After nearly two decades of low food inflation, prices for bread, milk, eggs, and flour are rising sharply, surging in the past year at double-digit rates, according to the US Labor Department. Milk prices, for example, increased 26 percent over the year. Egg prices jumped 40 percent!!!
Escalating food costs could present a greater problem than soaring oil prices for the national economy because the average household spends three times as much for food as for gasoline. Food accounts for about 13 percent of household spending compared with about 4 percent for gas.
Several factors contribute to higher food prices, but none more than record prices for oil, which last week closed above $122 a barrel. Oil is not only driving up production and transportation costs, but also adding to demand for corn and soybeans, used to make alternative fuels such as ethanol and biodiesel. Some one-third of the U.S. corn crop (UP FROM 1/4 not even a year ago) now is devoted to ethanol production, its growth due to a combination of high oil prices and generous government subsidies. When corn prices were lower a few years ago, ethanol was seen as a popular energy alternative. Biofuel mania, or speculating in commodities by hedge fund and traders betting on corn prices, is also responsible for shortages and price increases.

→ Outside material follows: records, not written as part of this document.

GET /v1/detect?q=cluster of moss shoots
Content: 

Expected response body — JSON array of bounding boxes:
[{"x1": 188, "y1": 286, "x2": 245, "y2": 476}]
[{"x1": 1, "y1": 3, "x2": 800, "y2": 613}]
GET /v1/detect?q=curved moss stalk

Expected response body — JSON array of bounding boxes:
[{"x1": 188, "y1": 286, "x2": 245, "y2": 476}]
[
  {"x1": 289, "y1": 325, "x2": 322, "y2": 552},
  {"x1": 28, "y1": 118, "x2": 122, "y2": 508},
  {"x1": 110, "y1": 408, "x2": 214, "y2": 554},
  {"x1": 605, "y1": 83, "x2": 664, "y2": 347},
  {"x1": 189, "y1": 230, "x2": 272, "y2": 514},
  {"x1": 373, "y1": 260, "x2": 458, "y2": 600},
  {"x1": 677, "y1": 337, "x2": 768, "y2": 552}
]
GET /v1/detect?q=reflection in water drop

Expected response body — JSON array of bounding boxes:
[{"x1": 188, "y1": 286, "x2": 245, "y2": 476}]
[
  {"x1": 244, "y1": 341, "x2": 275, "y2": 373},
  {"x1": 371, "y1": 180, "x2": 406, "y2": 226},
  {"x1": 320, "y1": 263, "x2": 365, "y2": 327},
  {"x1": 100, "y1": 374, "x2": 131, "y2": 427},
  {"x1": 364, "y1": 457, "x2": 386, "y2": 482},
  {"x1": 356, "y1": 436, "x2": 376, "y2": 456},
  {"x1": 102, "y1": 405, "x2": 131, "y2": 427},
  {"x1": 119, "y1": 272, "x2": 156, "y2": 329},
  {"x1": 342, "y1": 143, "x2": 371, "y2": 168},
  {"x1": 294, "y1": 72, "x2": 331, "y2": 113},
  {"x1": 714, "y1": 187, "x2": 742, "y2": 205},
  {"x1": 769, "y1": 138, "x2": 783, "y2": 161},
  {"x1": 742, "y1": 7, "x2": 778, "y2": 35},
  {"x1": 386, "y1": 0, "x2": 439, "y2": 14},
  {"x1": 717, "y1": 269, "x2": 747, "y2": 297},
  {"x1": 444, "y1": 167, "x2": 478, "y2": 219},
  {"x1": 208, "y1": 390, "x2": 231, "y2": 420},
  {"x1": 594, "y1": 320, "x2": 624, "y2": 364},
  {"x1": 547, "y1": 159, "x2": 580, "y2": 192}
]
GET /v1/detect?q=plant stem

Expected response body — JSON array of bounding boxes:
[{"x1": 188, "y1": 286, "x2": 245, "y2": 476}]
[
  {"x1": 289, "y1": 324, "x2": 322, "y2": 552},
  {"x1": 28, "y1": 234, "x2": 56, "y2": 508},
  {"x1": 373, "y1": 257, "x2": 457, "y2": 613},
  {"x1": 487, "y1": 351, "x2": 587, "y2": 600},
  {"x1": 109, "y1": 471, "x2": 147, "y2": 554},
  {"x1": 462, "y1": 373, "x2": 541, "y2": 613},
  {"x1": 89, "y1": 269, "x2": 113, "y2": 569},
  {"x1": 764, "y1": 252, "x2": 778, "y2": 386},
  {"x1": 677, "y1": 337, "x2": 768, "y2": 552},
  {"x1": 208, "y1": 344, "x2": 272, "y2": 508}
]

Because of this, corn prices have more than doubled in commodity markets over two years, and soybeans nearly tripled! Unfortunately, poor harvests in major wheat-producing regions have more than tripled wheat prices.
These crops have a major impact on food prices because they form foundations for many products, including oils, sweeteners, and flour. Corn, for example, is a key ingredient in livestock feed. When the price of corn rises, so does the price of feed, and ultimately, so do the prices of meat, poultry, and eggs.
In grim World news, the United Nations World Food Programme (WFP) is struggling to feed the millions of hungry people around the globe. In countries where people subsist on less than $1 per day, many have cut back on meals, only eating several times per week. The UN can buy 40 percent less food than they could last June with the same contribution.
What can you do? Locally, you can continue to support your hometown Food Banks—every small contribution can make a difference. Globally, pay attention to the ongoing debates around big oil production AND production of alternate fuels such as ethanol and biodiesel—while they are both excellent products for the earth, their production is reaking havoc on the hungry of the world. They are made with corn and soy, respectively, and when those crops are going into their production, they are NOT going into the mouths of the hungry. Something needs to give: biofuels are good for the earth and absolutely need to be produced and utilized—but not at the risk of a continuing food crisis. Encourage your representatives to address the oil price inflation: the sooner we get it in control, the sooner we can stabilze food prices AND safely produce alternative fuel.